In a lawsuit unsealed Tuesday at the Brooklyn federal court, two insurers, the Travelers Casualty and Surety Company of America and the Automobile Insurance Company of Hartford Connecticut, have sued the Poly Prep County Day School and its administrators.
In their lawsuit, the insurance companies claim that their policies did not cover payments for liabilities incurred by the school over sexual abuses. The insurers also pointed out that the claim filed by the school, after a year of the initial lawsuit against the school by victims, was guilty of laches.
The present lawsuit stems from another where victims, including 10 former students and two underage men complained of having been abused by Philip Foglietta, who was football coach of the school from 1966 to 1991. Foglietta died in 1998 without any criminal charges being brought against him, as the lawsuit was filed only in 2009.
In 2010, Poly Prep sent letters to the insurers notifying them that the school sought coverage for defense and indemnification costs under the insurance policies that covered the school from 1966 to present. The insurers have claimed that they are not liable for such payment under several grounds, including that they are excluded from paying up when any “bodily injury” was not unexpected, but “expected and intended.”
The lawsuit also claims that in spite of Poly Prep officials having received complaints about the conduct of Foglietta as early as the 1960s, former and current administrators and directors of the school had swept the reports of abuse under the rug to protect the school’s reputation.
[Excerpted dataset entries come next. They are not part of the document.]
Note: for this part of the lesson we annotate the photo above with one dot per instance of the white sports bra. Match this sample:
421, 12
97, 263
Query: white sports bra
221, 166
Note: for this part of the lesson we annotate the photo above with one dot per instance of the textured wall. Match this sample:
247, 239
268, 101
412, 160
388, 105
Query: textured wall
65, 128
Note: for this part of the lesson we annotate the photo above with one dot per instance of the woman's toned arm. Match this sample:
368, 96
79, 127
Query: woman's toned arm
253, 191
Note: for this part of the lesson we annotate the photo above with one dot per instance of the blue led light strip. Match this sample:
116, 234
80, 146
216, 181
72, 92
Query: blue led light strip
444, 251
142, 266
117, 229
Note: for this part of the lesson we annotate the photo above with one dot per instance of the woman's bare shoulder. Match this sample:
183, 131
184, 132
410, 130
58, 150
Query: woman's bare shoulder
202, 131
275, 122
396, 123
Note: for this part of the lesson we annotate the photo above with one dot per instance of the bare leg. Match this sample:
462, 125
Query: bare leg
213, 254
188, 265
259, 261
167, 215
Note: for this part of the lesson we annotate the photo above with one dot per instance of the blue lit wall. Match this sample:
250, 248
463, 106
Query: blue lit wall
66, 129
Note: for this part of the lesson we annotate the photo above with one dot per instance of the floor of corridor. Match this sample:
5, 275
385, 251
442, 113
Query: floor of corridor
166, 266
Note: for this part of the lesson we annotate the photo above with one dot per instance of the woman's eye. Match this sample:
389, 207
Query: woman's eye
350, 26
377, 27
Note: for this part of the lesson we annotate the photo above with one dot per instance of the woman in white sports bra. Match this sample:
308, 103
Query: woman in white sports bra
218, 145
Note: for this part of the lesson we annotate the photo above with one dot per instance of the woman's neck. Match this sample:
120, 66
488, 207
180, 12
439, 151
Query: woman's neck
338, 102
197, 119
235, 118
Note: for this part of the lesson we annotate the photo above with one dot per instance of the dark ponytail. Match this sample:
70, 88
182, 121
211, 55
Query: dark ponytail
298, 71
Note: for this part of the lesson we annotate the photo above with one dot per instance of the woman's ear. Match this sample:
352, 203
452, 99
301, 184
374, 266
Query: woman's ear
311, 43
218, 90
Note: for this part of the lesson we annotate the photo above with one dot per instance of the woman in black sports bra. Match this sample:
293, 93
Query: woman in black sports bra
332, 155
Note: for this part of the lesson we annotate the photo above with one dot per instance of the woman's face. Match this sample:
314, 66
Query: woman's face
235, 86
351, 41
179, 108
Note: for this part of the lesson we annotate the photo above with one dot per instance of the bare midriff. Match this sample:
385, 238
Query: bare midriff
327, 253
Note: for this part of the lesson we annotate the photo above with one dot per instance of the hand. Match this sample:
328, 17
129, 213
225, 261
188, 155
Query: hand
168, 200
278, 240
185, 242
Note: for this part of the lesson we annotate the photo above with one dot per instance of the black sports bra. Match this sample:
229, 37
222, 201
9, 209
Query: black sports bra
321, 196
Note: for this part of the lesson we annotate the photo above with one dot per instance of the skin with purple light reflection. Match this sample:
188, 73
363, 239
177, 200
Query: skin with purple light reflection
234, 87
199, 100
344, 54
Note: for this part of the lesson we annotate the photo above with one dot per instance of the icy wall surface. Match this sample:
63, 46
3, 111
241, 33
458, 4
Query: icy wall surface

The insurers first disclaimed their liability by letters to both the former headmaster and current headmaster of the school, as also the former administrator. Upon the school being adamant in their stance, the insurers finally sued the school and related parties on December 6 under seal.
Similar suits by insurers disclaiming coverage in the Jerry Sandusky abuse case are currently pending in Pennsylvania state and federal courts.